Now the gateway to the Elmwood Village, the corner of Elmwood and Forest avenues was once the gateway to the Pan-American Exposition.
In the years leading up to the 1901 fair, hotels began to spring up all over the city to anticipate the huge crowds. And the northeast corner of Elmwood and Forest was prime real estate to market to fairgoers, as it was a block away from the exposition grounds.
So hotel magnate E.M. Statler seized the opportunity to buy the land and build Statler's Pan-American Hotel there in 1901. Descriptions of the hotel in the book "Buffalo – Old and New" (published in 1901) lavish praise onto the building:
It fronts on Elmwood Avenue a most beautiful location, and is in the form of a square, with 18 wings to fill up or form the square, this feature making each room an outside one. The front or first wing is devoted to an immense office with all necessary facilities for looking after the reception of guests, telephone and telegraph facilities, news and cigar stand, etc.

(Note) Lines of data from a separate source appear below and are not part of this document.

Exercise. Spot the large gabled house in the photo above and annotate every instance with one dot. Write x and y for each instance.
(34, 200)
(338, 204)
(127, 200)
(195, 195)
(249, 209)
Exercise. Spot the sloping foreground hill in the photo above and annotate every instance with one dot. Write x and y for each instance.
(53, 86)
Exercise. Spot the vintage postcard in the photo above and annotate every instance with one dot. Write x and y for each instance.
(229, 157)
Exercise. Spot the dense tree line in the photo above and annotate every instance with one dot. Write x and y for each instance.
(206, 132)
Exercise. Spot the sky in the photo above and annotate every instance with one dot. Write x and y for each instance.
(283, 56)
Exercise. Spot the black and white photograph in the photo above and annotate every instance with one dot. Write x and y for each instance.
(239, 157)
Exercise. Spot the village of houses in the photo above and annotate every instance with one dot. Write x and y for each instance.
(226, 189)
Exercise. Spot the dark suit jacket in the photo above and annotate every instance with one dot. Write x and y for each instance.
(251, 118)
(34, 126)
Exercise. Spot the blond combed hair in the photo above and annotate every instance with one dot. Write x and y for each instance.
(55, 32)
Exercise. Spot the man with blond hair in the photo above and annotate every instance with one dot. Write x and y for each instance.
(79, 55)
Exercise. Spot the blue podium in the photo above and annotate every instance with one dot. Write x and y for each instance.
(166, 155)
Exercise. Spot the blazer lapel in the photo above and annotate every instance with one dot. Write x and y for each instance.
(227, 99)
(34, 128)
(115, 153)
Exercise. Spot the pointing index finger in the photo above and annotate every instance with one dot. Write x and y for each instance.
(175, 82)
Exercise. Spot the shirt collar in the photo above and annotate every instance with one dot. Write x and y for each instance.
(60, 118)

With 2,100 sleeping rooms – reported to be the most rooms ever built into a hotel at the time – the hotel was billed as the "world's largest." It could accommodate 5,000 guests, and the three-story structure covered 4 acres. Each floor was fitted with 600 feet of fire hoses – that's how massive the hotel was.
Room prices ranged from $2 to $5 a night for lodging, breakfast and dinner. Rooms with private bathrooms cost extra. The dining hall could serve 1,500 people at a time.
Like many of the buildings erected for the Pan-American Exposition, the hotel was also temporary. The exposition was a financial failure, after the assassination of former President William McKinley soured visitors from coming to Buffalo for the fair. When Statler closed the Pan-Am Hotel, he put his small profits toward opening the Statler Hotel on Delaware Avenue downtown.
The two towers in the middle of the hotel were open for viewing and at night, visitors could gaze out onto the Pan-American Exposition grounds. As described in "Buffalo – Old and New":
From the towers, a magnificent view meets the eye in every direction and especially in the evening when the exposition grounds are lighted up with myriads of glistering electric lights, the sight is entrancing.
Located on the site of Statler's Pan-American Hotel today is a Mobil gas station.